Museum specimens provide unparalleled opportunities to examine how diversity has changed across time. Museum eggshells in particular are an untapped resource of genomic information for thousands of avian species, including rare and extinct taxa1. The methods presented here provide a resource for other collections around the world to perform genetic analysis on eggshells in a cost-effective manner with minimal impact on the appearance of the specimen. This introduces new possibilities to interrogate biological phenomena, such as coevolution between brood parasites and their hosts. Furthermore, our method of sampling eggshell powder could potentially be used for other techniques such as mass spectrometry, stable isotope analysis, protein fingerprinting, whole-genome sequencing, or even transcriptomics; these techniques have applications in the study of reproductive biology, metabolism, avian diet, ecology, egg forensics10 and evolutionary history. It may also be a promising way to non-destructively extract DNA from the calcareous shells of some reptile eggs, as well as mollusc exoskeletons21, which are often abundant among archaeological assemblages or serve as biological indicators of ecosystem health.
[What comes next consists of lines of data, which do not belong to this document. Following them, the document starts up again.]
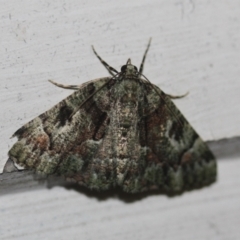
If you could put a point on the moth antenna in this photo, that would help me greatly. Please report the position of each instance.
(144, 57)
(106, 65)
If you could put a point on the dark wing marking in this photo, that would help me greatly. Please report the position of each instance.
(176, 157)
(52, 137)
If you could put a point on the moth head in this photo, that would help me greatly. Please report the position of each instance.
(129, 69)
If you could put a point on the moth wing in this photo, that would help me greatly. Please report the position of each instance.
(176, 157)
(60, 133)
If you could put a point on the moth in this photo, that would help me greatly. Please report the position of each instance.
(117, 131)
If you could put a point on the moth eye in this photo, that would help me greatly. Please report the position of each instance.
(123, 68)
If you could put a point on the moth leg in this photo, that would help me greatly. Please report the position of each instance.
(176, 97)
(73, 87)
(109, 68)
(144, 56)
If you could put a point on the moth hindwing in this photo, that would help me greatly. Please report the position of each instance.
(119, 130)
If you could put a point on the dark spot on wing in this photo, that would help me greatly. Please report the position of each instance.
(64, 115)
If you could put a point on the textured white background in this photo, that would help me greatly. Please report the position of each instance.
(195, 48)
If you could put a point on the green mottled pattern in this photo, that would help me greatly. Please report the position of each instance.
(128, 134)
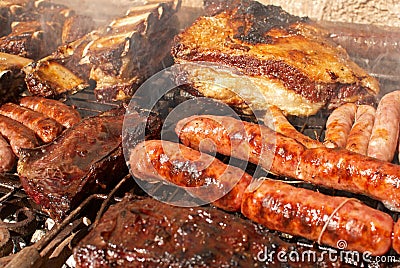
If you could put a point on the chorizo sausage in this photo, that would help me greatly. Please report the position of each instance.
(385, 133)
(7, 157)
(319, 217)
(361, 131)
(335, 168)
(277, 121)
(247, 141)
(17, 134)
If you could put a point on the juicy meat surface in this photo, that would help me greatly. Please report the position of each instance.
(148, 233)
(47, 129)
(18, 135)
(210, 179)
(284, 60)
(7, 156)
(79, 162)
(62, 113)
(385, 132)
(255, 143)
(334, 168)
(276, 120)
(361, 130)
(297, 211)
(339, 124)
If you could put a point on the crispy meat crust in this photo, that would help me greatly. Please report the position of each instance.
(265, 41)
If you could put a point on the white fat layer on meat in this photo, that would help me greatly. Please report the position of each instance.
(256, 93)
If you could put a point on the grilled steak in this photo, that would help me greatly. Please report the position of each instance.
(86, 158)
(131, 50)
(147, 233)
(273, 58)
(11, 76)
(118, 57)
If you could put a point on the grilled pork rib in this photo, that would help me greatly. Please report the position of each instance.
(147, 233)
(273, 58)
(118, 57)
(86, 158)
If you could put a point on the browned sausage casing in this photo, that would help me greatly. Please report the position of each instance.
(17, 134)
(7, 157)
(243, 140)
(46, 129)
(361, 131)
(385, 133)
(277, 121)
(186, 167)
(345, 170)
(302, 212)
(396, 237)
(336, 168)
(62, 113)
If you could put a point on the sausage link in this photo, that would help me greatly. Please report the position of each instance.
(47, 129)
(247, 141)
(306, 213)
(396, 237)
(335, 168)
(338, 125)
(17, 134)
(186, 167)
(7, 157)
(385, 133)
(62, 113)
(344, 170)
(277, 121)
(361, 131)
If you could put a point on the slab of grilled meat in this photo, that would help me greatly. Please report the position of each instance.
(131, 50)
(34, 28)
(143, 232)
(271, 57)
(86, 158)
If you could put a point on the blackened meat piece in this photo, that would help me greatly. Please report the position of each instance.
(86, 158)
(147, 233)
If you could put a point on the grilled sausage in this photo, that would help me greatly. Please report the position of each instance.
(250, 142)
(62, 113)
(46, 129)
(277, 121)
(361, 131)
(328, 220)
(7, 157)
(344, 170)
(189, 168)
(385, 133)
(17, 134)
(338, 125)
(336, 168)
(396, 237)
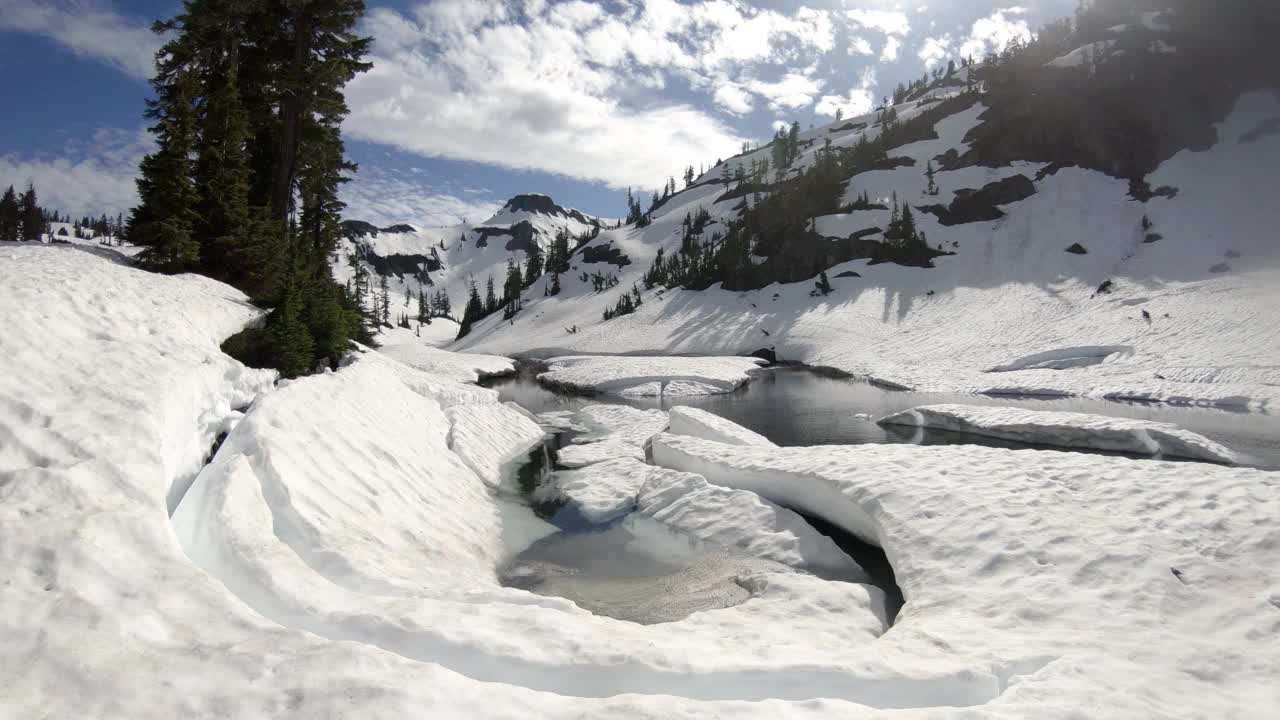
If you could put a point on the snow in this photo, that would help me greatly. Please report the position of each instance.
(339, 554)
(699, 423)
(741, 519)
(457, 249)
(466, 368)
(1075, 577)
(649, 377)
(1083, 55)
(620, 423)
(1066, 429)
(590, 454)
(488, 436)
(1009, 291)
(607, 490)
(1156, 21)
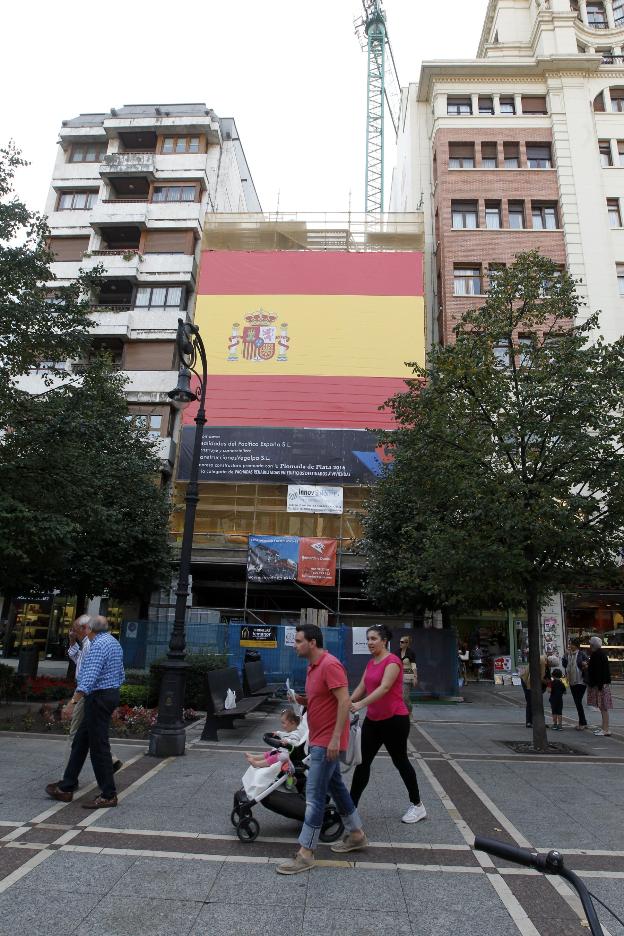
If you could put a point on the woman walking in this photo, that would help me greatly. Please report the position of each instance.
(599, 683)
(576, 678)
(387, 720)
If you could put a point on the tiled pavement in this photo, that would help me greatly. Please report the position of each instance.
(166, 859)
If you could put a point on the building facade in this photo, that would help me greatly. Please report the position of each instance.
(522, 148)
(130, 191)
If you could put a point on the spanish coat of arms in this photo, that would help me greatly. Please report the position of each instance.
(259, 340)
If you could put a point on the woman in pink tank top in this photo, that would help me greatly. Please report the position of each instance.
(387, 720)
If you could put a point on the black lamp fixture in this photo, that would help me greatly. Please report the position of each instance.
(168, 736)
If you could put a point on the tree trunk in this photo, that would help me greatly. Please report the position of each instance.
(540, 740)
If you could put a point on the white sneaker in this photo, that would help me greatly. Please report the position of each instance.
(415, 813)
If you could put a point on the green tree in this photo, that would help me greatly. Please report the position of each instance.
(81, 508)
(508, 482)
(37, 323)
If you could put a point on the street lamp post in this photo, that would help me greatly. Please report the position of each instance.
(168, 736)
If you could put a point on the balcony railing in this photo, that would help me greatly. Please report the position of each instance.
(124, 201)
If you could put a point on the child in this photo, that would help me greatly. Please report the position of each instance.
(557, 690)
(290, 736)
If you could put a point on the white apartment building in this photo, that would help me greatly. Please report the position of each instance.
(521, 147)
(130, 190)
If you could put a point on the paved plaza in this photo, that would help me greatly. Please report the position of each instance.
(166, 860)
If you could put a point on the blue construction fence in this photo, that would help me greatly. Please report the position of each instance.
(435, 651)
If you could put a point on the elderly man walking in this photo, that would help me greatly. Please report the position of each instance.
(328, 702)
(101, 675)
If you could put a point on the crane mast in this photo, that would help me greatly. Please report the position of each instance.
(383, 89)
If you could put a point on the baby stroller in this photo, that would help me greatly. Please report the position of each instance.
(284, 796)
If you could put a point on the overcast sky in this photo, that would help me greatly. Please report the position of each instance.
(290, 72)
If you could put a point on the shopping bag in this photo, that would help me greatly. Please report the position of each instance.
(353, 755)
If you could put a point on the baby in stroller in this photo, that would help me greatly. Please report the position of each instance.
(277, 779)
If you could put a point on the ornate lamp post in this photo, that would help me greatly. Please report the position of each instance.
(168, 736)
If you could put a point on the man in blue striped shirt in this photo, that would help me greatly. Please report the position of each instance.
(100, 677)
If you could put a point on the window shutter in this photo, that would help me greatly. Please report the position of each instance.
(68, 248)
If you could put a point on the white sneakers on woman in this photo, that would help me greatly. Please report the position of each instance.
(415, 813)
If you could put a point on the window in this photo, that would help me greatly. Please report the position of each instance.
(174, 193)
(87, 152)
(534, 105)
(458, 105)
(516, 215)
(596, 15)
(617, 99)
(181, 144)
(544, 216)
(605, 153)
(159, 297)
(511, 152)
(493, 216)
(467, 281)
(465, 214)
(489, 155)
(494, 272)
(613, 207)
(461, 155)
(73, 201)
(539, 156)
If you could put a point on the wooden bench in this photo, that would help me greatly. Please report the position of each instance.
(217, 716)
(254, 680)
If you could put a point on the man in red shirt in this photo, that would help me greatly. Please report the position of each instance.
(328, 702)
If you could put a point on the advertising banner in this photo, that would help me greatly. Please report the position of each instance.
(312, 498)
(258, 636)
(258, 454)
(309, 560)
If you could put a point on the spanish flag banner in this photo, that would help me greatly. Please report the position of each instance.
(310, 338)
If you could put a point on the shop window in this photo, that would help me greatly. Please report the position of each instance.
(464, 214)
(461, 155)
(467, 281)
(489, 155)
(458, 106)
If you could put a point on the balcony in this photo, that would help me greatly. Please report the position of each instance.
(128, 164)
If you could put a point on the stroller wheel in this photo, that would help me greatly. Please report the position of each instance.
(248, 830)
(332, 827)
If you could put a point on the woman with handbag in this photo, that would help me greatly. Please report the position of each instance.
(387, 720)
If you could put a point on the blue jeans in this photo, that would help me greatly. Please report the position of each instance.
(324, 777)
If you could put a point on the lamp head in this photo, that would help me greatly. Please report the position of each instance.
(183, 393)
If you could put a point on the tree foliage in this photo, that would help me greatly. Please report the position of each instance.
(508, 478)
(80, 505)
(37, 321)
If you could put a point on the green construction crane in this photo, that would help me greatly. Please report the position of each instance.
(383, 89)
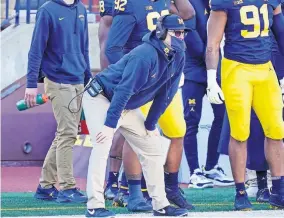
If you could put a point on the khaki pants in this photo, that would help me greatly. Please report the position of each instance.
(148, 149)
(59, 159)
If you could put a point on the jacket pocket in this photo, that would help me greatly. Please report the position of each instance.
(73, 63)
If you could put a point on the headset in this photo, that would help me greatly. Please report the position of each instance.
(161, 31)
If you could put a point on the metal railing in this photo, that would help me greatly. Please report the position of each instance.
(29, 5)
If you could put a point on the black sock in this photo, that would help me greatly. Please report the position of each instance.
(261, 179)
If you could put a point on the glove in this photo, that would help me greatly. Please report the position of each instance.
(282, 87)
(214, 92)
(106, 134)
(155, 132)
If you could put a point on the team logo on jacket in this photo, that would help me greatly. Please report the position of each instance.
(192, 104)
(166, 50)
(81, 17)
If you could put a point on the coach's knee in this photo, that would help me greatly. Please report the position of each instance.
(240, 134)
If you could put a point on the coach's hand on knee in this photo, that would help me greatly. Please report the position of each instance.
(30, 97)
(106, 134)
(215, 94)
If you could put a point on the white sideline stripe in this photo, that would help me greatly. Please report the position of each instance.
(242, 214)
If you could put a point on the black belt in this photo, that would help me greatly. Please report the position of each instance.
(94, 88)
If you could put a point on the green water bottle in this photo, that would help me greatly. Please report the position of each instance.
(40, 99)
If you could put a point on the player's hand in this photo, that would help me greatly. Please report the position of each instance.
(30, 96)
(282, 87)
(106, 134)
(155, 132)
(214, 92)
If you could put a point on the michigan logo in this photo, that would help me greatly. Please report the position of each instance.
(149, 8)
(81, 17)
(180, 21)
(166, 50)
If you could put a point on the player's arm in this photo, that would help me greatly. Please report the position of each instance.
(194, 43)
(163, 99)
(134, 76)
(88, 74)
(215, 31)
(121, 28)
(104, 27)
(38, 45)
(183, 8)
(278, 28)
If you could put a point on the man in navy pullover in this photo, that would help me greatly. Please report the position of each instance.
(59, 50)
(150, 72)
These methods can improve the curation and scientific value of collections by providing high-confidence taxonomic identifications and additional occurrence records for species that can help clarify the historical range and distribution of threatened and endangered species. Such information may, in turn, improve biodiversity assessments that could inform conservation management and the designation of protected areas.